Government backing is a crucial component to help accelerate the transformation. In India, for example, broad government support for smallholder farmers and SME dairy processors—such as by organising co-operatives, providing extension services, investing in the infrastructure necessary for a cold chain, and facilitating access to credit by granting priority lending status to the dairy sector—has helped significantly expand the private sector. Indian milk production increased from 66m tonnes in 1995 to 191m tonnes in 2019, and the number of dairy processing plants grew from roughly 700 in 2002 to more than 3,000 in 2019, of which nearly two-thirds were privately owned.
Dodla Dairy is one of the Indian dairy sector’s biggest entrepreneurial success stories. Dodla sources from more than 220,000 smallholder farms and has developed a farmer-allied engagement model, subsidising farmer access to high-quality agricultural inputs and linking farmers in need of financing to collaborating banks. Farmers who work with Dodla have incomes twice as high as the average Indian smallholder farmer and get yields that are up to 25% higher than the national crossbred average.
“Giving a kid a glass of milk or giving somebody a cow is a short-term solution,” Mr Waldvogel says. “You have to focus on strengthening the dairy sector for long-term resilience, nutrition security, economic prosperity and environmental sustainability.”
FAIs, however, aren’t limited to just the dairy sector. There are similar approaches in other crops as well, such as fruits and vegetables in Kenya and maize in Nigeria. African governments appear to be stepping up to create long-term solutions. For instance, at the culmination of the 2021 UN Food Systems Summit, 25 African countries presented national strategies for transforming their food systems amid calls for greater sustainability, climate resilience, inclusivity and nutrition. Moreover, in November 2021 the World Bank approved a $570m multiphase programme to improve food-system resilience in west Africa, promoting local value chains and managing agricultural risk in the region.

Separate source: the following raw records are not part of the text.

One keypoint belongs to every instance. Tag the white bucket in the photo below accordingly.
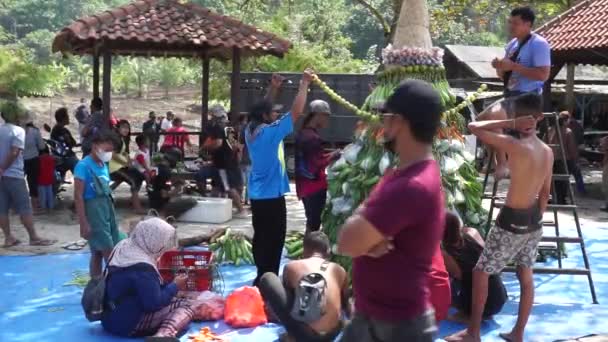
(209, 210)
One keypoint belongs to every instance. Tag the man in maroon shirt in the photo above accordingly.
(395, 233)
(311, 161)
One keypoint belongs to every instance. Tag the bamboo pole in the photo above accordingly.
(413, 27)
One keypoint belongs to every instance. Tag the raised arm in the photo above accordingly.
(275, 85)
(300, 101)
(10, 159)
(485, 131)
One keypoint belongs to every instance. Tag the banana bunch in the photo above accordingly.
(294, 243)
(232, 248)
(342, 101)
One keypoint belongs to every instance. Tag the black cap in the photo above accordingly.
(418, 103)
(414, 98)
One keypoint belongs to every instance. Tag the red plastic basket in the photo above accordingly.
(197, 264)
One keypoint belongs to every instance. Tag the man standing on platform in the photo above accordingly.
(269, 182)
(518, 228)
(393, 238)
(524, 69)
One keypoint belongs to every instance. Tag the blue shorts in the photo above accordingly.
(14, 194)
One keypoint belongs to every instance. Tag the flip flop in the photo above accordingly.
(75, 246)
(505, 336)
(161, 339)
(43, 243)
(15, 243)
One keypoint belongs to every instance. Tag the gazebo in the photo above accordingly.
(166, 28)
(577, 36)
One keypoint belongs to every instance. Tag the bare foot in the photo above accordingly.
(42, 242)
(512, 337)
(458, 317)
(286, 338)
(11, 242)
(462, 336)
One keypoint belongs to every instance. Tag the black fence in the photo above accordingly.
(354, 88)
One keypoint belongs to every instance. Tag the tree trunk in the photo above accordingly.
(413, 25)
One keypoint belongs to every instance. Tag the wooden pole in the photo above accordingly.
(95, 75)
(107, 85)
(235, 85)
(204, 98)
(570, 101)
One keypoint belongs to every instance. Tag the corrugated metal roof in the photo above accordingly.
(584, 26)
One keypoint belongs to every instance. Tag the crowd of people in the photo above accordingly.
(412, 259)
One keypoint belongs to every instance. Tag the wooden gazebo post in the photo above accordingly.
(95, 75)
(204, 97)
(107, 85)
(235, 84)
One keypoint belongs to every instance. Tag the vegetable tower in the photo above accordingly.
(363, 162)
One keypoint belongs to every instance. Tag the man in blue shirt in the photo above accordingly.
(268, 181)
(524, 69)
(13, 188)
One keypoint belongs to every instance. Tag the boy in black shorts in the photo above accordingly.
(518, 228)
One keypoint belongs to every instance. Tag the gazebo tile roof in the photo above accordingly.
(158, 26)
(583, 26)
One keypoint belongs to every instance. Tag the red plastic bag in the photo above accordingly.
(208, 306)
(245, 308)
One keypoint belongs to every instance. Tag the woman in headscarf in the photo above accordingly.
(139, 303)
(33, 145)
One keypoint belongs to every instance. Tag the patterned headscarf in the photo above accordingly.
(147, 242)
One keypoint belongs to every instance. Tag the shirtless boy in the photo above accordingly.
(518, 228)
(279, 295)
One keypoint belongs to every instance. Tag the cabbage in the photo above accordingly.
(345, 188)
(449, 165)
(443, 146)
(339, 162)
(351, 152)
(467, 156)
(341, 205)
(385, 162)
(367, 163)
(456, 145)
(458, 159)
(473, 217)
(459, 197)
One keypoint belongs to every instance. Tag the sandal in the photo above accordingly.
(75, 246)
(43, 242)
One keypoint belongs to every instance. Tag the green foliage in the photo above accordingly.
(18, 77)
(39, 42)
(171, 73)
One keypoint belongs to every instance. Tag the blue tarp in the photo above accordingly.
(36, 306)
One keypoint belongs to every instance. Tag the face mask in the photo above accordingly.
(389, 145)
(104, 156)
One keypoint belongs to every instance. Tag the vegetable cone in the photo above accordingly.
(362, 164)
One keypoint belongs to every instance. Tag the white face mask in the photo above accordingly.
(104, 156)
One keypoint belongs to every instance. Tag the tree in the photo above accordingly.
(18, 77)
(40, 44)
(170, 73)
(80, 72)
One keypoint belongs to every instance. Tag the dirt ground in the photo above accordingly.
(62, 224)
(135, 110)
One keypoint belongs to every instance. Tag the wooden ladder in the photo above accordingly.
(498, 202)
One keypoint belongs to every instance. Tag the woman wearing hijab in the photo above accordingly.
(142, 304)
(33, 145)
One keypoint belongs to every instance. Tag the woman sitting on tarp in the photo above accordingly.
(462, 247)
(139, 302)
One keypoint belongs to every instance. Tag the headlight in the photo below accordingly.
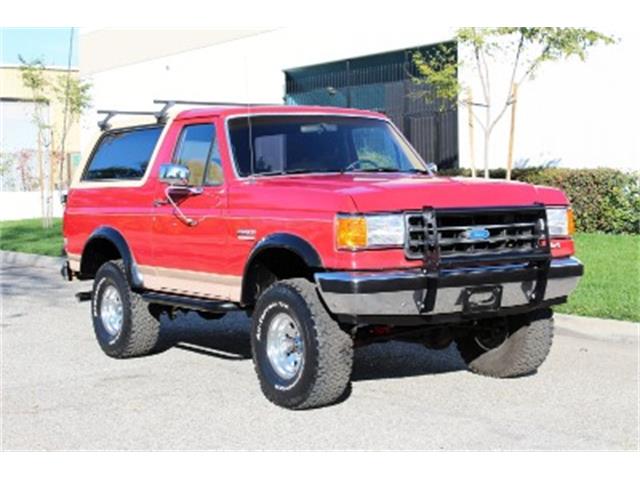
(560, 221)
(354, 232)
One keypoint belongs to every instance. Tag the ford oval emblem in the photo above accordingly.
(478, 233)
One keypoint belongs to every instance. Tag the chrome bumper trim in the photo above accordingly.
(402, 292)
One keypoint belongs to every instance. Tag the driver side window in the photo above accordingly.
(198, 150)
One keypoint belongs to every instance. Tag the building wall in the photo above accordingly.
(577, 113)
(11, 87)
(18, 137)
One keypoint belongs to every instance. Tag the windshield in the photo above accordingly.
(279, 144)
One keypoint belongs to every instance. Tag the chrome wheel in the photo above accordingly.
(111, 310)
(285, 348)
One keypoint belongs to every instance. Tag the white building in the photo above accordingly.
(578, 114)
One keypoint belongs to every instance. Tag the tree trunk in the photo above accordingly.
(514, 99)
(472, 146)
(41, 178)
(487, 136)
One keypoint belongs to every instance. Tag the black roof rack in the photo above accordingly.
(104, 123)
(161, 115)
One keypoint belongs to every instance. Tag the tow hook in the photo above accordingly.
(83, 296)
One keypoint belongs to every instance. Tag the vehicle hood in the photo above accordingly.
(392, 192)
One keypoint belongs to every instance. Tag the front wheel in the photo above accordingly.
(122, 320)
(301, 356)
(515, 347)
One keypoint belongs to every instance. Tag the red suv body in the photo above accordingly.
(214, 208)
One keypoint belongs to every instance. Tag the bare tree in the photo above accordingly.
(522, 49)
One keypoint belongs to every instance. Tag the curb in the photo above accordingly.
(29, 259)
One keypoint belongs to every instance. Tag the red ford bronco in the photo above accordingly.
(327, 228)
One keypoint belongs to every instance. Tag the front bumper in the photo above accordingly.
(418, 293)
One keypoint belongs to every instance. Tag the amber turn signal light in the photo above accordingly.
(351, 232)
(571, 222)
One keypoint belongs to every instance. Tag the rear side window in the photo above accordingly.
(123, 155)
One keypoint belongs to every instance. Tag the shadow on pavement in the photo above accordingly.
(228, 339)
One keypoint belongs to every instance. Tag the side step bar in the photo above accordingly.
(189, 303)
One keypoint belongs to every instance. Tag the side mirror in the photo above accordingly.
(175, 175)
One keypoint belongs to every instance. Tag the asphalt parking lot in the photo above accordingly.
(60, 392)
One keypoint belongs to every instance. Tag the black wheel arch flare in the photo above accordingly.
(113, 236)
(282, 241)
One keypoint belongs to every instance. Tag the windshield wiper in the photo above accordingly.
(295, 171)
(394, 170)
(419, 170)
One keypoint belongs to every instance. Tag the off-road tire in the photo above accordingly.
(522, 352)
(140, 328)
(325, 371)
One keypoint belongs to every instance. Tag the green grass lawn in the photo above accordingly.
(610, 287)
(29, 236)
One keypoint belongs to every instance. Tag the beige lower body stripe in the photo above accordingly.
(189, 282)
(74, 262)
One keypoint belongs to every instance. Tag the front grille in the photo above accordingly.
(465, 234)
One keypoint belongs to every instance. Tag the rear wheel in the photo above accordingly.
(301, 356)
(516, 347)
(122, 321)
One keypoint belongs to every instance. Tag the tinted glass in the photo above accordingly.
(214, 168)
(123, 155)
(193, 149)
(281, 144)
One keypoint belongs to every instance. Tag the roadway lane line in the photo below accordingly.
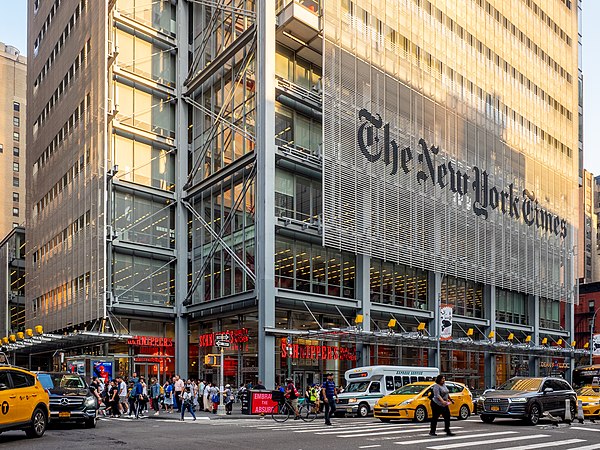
(363, 430)
(491, 441)
(376, 433)
(544, 444)
(434, 439)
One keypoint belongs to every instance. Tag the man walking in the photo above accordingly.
(328, 394)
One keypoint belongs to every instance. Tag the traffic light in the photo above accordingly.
(211, 360)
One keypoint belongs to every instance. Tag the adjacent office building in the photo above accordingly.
(13, 89)
(330, 183)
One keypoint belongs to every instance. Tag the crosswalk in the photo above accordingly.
(369, 434)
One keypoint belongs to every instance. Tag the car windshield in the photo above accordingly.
(64, 381)
(409, 389)
(361, 386)
(521, 384)
(587, 390)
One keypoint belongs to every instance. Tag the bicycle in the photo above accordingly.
(283, 410)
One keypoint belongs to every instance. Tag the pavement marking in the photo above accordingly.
(377, 433)
(585, 429)
(368, 430)
(488, 442)
(544, 444)
(434, 439)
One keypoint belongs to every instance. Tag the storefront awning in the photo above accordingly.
(48, 342)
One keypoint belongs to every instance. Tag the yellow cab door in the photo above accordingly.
(8, 400)
(24, 394)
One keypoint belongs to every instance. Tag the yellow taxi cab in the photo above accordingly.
(24, 403)
(412, 402)
(590, 400)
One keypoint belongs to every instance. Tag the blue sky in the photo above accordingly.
(13, 31)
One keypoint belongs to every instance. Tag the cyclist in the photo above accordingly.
(291, 393)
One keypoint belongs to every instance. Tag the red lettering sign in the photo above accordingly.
(262, 403)
(150, 341)
(317, 352)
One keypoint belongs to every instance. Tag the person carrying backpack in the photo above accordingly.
(291, 393)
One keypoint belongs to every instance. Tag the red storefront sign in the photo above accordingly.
(150, 341)
(235, 337)
(261, 403)
(301, 351)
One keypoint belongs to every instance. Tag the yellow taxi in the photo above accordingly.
(24, 403)
(590, 400)
(412, 402)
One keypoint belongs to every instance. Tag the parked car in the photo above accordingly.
(412, 402)
(527, 398)
(70, 398)
(590, 401)
(23, 402)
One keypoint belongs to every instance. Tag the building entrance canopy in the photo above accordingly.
(48, 342)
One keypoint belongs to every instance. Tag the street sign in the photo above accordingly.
(222, 337)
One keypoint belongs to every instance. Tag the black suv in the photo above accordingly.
(527, 398)
(70, 398)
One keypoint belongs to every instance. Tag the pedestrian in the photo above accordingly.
(122, 395)
(328, 394)
(168, 387)
(229, 398)
(187, 401)
(179, 386)
(440, 402)
(155, 396)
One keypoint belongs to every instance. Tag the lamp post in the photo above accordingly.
(592, 336)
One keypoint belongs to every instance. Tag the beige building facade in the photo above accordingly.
(13, 89)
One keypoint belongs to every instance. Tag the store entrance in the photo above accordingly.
(148, 371)
(305, 378)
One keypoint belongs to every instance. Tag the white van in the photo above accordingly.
(366, 385)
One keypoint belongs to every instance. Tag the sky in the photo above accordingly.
(13, 31)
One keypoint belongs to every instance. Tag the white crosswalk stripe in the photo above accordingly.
(485, 443)
(544, 444)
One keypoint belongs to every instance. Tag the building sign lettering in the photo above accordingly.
(374, 141)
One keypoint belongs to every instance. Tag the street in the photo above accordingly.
(165, 432)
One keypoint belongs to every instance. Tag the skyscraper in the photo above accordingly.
(328, 183)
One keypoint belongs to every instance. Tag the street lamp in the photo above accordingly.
(592, 336)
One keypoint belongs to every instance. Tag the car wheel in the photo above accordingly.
(363, 410)
(533, 417)
(39, 422)
(464, 413)
(486, 418)
(420, 414)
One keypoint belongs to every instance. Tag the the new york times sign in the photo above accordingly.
(375, 143)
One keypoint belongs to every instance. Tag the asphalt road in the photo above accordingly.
(164, 433)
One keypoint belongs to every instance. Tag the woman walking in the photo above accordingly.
(440, 402)
(187, 400)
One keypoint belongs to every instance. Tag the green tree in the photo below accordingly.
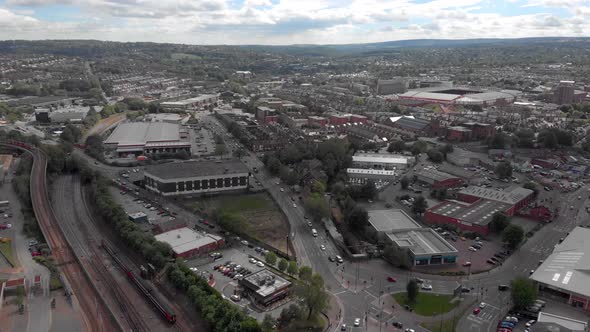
(316, 205)
(271, 258)
(523, 292)
(283, 264)
(419, 205)
(313, 295)
(412, 290)
(499, 222)
(292, 268)
(513, 235)
(405, 182)
(504, 169)
(305, 273)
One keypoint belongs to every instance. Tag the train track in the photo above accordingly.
(95, 316)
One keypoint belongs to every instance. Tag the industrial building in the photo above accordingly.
(265, 287)
(197, 103)
(197, 177)
(470, 217)
(564, 273)
(437, 179)
(422, 245)
(138, 138)
(187, 243)
(380, 161)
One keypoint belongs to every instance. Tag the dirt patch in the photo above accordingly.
(264, 217)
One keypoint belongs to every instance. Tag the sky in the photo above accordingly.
(282, 22)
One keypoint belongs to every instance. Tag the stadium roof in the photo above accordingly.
(389, 220)
(139, 133)
(478, 213)
(568, 267)
(421, 241)
(185, 239)
(508, 196)
(189, 169)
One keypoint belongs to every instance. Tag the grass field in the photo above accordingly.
(6, 250)
(180, 56)
(265, 220)
(428, 304)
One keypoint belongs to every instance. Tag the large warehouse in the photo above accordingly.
(461, 96)
(197, 177)
(379, 161)
(137, 138)
(564, 274)
(422, 245)
(187, 243)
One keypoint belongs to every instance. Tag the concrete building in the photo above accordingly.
(389, 87)
(380, 161)
(265, 287)
(137, 138)
(197, 103)
(470, 217)
(564, 273)
(422, 245)
(197, 177)
(564, 92)
(437, 179)
(187, 243)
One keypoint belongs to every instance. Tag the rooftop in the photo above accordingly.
(379, 158)
(139, 133)
(508, 196)
(266, 282)
(421, 241)
(187, 169)
(434, 175)
(478, 213)
(568, 267)
(392, 219)
(185, 239)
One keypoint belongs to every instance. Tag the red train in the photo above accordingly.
(144, 289)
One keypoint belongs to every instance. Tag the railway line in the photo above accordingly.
(96, 317)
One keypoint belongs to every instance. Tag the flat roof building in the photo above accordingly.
(265, 287)
(185, 242)
(565, 272)
(147, 138)
(197, 177)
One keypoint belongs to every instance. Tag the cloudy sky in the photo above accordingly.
(290, 21)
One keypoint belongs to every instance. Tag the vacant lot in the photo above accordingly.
(266, 221)
(428, 304)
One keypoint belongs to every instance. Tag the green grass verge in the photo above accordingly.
(428, 304)
(6, 250)
(448, 325)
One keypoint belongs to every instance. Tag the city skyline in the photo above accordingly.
(290, 22)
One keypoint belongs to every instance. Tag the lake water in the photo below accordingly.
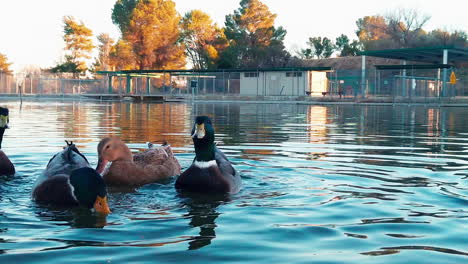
(321, 184)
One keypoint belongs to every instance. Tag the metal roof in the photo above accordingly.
(413, 67)
(150, 72)
(423, 54)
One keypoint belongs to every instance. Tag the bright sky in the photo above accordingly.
(31, 30)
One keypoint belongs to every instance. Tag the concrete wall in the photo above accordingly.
(274, 83)
(318, 82)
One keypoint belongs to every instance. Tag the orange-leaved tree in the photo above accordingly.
(203, 39)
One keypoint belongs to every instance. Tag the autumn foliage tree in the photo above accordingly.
(4, 64)
(103, 61)
(78, 46)
(203, 39)
(122, 56)
(403, 28)
(151, 28)
(254, 41)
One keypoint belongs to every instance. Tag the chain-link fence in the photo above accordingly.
(398, 84)
(392, 84)
(7, 83)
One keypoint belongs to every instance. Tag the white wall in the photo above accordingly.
(319, 82)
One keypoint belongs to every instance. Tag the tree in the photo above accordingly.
(402, 28)
(372, 29)
(78, 46)
(345, 48)
(122, 12)
(152, 30)
(253, 39)
(440, 37)
(4, 64)
(103, 61)
(405, 26)
(203, 39)
(321, 48)
(122, 56)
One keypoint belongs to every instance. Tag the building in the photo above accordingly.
(299, 81)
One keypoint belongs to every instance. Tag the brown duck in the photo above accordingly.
(6, 167)
(153, 164)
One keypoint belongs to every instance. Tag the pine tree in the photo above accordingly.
(253, 39)
(4, 64)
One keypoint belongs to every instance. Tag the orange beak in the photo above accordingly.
(101, 165)
(101, 205)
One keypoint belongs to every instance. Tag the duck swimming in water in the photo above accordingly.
(6, 167)
(68, 180)
(210, 171)
(151, 165)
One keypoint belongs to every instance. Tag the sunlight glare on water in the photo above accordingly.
(321, 184)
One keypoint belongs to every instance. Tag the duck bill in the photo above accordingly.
(101, 205)
(101, 165)
(199, 131)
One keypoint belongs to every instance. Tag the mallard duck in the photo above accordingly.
(210, 171)
(6, 167)
(68, 180)
(153, 164)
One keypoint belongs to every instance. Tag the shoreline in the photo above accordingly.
(299, 100)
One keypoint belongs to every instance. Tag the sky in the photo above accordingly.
(31, 30)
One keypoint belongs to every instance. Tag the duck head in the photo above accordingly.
(112, 149)
(89, 189)
(203, 139)
(3, 122)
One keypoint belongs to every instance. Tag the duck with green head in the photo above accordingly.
(6, 167)
(210, 171)
(68, 180)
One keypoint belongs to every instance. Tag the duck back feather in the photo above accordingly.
(221, 178)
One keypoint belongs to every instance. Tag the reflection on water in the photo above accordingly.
(338, 183)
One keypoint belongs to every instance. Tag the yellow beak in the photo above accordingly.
(101, 205)
(199, 131)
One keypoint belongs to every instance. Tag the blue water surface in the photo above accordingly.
(321, 184)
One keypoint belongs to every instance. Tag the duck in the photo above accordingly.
(128, 170)
(6, 167)
(69, 180)
(210, 171)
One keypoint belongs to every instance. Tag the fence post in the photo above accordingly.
(148, 85)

“India’s dairy sector transformation took four decades. We don’t have decades to similarly transform food systems in Africa,” Ms Tam says. “But we can leverage more effective multi-stakeholder collaboration and innovation to accelerate the pace of change.” Unlocking the full transformation potential of agriculture through high-potential farmer-allied intermediaries may just be the key for building more resilient, inclusive, sustainable and healthy food systems in Africa.